CSC 213, Fall 2008 : Schedule : Lab 3
Goals: To understand and appreciate device abstractions and, in particular, I/O buffering.
Reading:
Collaboration: You will complete this lab in teams of 2, as assigned by the instructor. (You may, of course, consult with other classmates on design and debugging.)
Discussion: Unix provides two primary ways to do file I/O.
Since device management on the system is designed to mimic the file interface, we expect the usual functions open(2), read(2), write(2), and close(2) to be available for file I/O. These are all system calls in the kernel, and are typically referred to as unbuffered I/O.
The C standard library also provides buffered I/O routines -- fopen(3), getc(3), putc(3), and fclose(3) (among others) -- that are a further abstraction of the system calls above.

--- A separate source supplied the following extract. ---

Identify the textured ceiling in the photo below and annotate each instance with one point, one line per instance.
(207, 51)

Overview: In this lab, you will write three programs and collect some statistics to accomplish the following:
Unbuffered I/O: Write a procedure
int unbufcp(int bufSz, int fdsrc, int fddst)that copies the input file associated with the file descriptor fdsrc to an output file associated with the file descriptor fddst using the unbuffered I/O operations read(2) and write(2). In particular, your function should use bufSz as the number of bytes to be read each time a call to read(2) is made. The return value should be the total number of calls made to read(2) or -1 if an error occurs. If possible, print an appropriate error message to stderr (using fprintf(3) or perror(3)). (Note the Unix diff(1) command will reveal any differences between files.)

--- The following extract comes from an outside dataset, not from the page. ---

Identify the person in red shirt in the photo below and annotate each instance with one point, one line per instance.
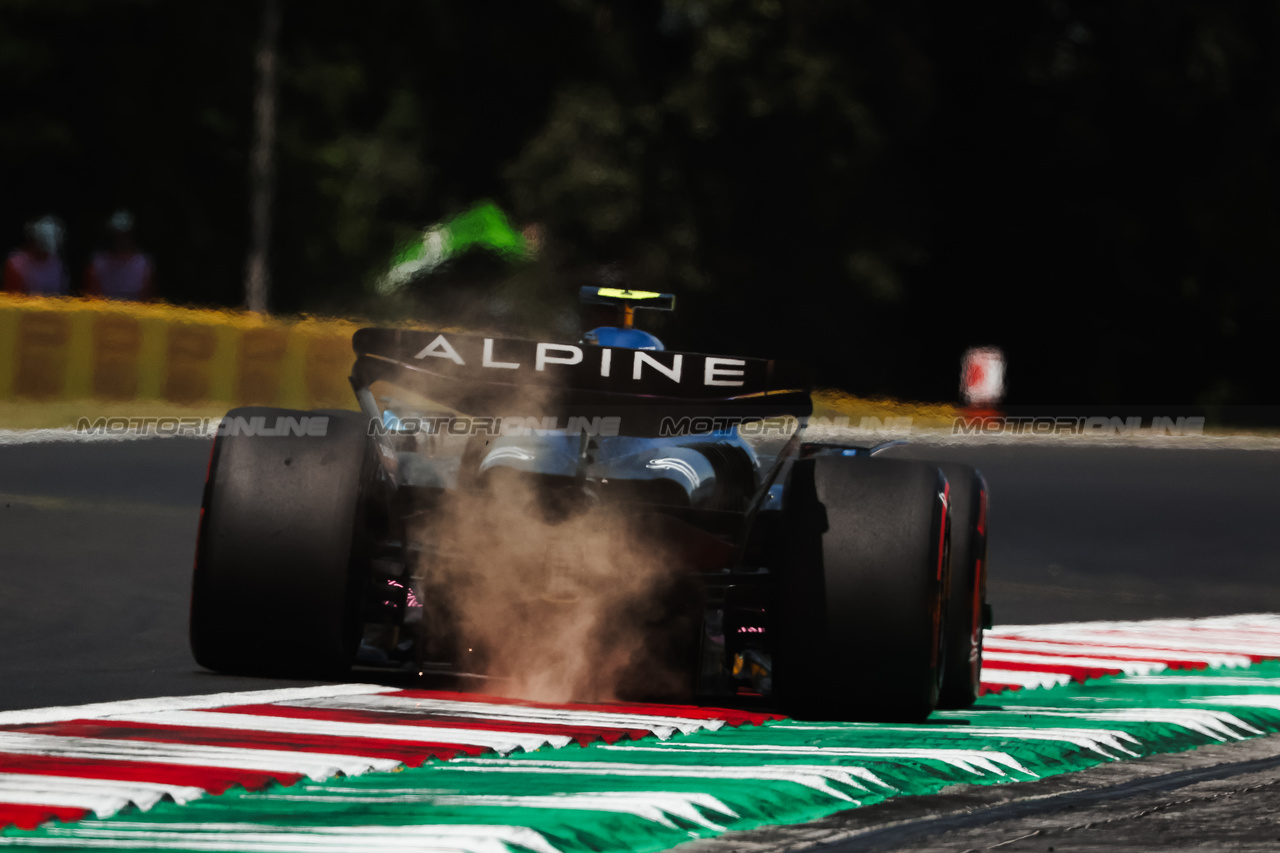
(122, 272)
(37, 268)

Buffered I/O: Write a procedure
int bufcp( FILE *src, FILE * dst)that copies the input file associated with the file stream src to an output file associated with the file stream dest using the buffered I/O operations getc(3) and putc(3). The return value should be the total number of calls made to getc(3) or -1 if an error occurs. As above, print an appropriate error message to stderr when possible.

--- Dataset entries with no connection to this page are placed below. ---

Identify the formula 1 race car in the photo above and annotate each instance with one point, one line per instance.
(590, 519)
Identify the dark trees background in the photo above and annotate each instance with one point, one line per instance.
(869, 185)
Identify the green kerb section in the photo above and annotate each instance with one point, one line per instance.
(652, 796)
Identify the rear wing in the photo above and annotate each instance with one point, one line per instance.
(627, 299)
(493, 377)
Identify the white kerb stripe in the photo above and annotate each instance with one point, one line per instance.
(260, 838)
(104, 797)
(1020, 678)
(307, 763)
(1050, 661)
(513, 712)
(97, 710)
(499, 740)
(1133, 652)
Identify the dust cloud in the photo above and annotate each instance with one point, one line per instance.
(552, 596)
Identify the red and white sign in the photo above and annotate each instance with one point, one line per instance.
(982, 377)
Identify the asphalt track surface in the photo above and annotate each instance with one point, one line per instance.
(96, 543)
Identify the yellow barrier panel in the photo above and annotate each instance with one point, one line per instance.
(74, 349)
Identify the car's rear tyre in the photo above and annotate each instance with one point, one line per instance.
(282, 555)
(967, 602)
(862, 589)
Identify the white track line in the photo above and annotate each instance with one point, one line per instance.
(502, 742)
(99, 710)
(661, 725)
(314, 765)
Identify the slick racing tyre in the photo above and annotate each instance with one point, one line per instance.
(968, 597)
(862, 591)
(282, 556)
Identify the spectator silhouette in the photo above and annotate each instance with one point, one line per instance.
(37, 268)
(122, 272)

Resource Usage: Write one or two programs that use the system call getrusage(2) to query the resource usage caused by your copy functions. This system call can be used by any process to examine its own resource usage or that of its children. Use fork(2) to create a child process that calls the appropriate copy function, but open any files before the fork. The parent process should query the resource usage of the child after the copy. Your program(s) should report:
The return value from the copy function
The total user time (in seconds)
The total system time (in seconds)
Other values you think might be interesting from struct rusage
Empirical Analysis:Use your program(s) above to copy a large file (>50MB) from your system's local file system to /dev/null. (On most systems, /tmp is a local fs, while your home directory is not.) Collect results for buffer sizes of 20 ... 20. That is: 1, 2, 4, 8, 16, 32, 64, 128, 256, 512, 1024, 2048, 4096, 8192, 16384, 32768, 65536, 131072, 262144, 524288, and 1048576.
Also acquire resource usage results by running the same copy task using the buffered I/O functions.
If times are very small, you may wish to consider running the experiment multiple (e.g. 5-10) times and record averages for each buffer size. Organize your results in a table or several graphs, and use it as the basis to answer the following questions.
What is the performance trend in terms of time, and other measures, for different buffer sizes?
How do the times of unbuffered (optimal and otherwise) and buffered I/O compare?
How do you suppose the number of system calls compares between unbuffered and buffered I/O?
Why might an application programmer prefer buffered or unbuffered I/O? (Consider both program performance and programming effort.)
How can you explain the system time curve for unbuffered I/O?
Hint: You may wish to write a very short program using stat(2) on your source file and examine the struct stat field st_blksize to help answer this question.
Are there any values in struct rusage that don't seem to be filled in by the OS (i.e., are always 0) but you think would be interesting? Why?
In your write-up, be sure to report the details of the file you used, and anything you may have learned about the filesystem on the machine used.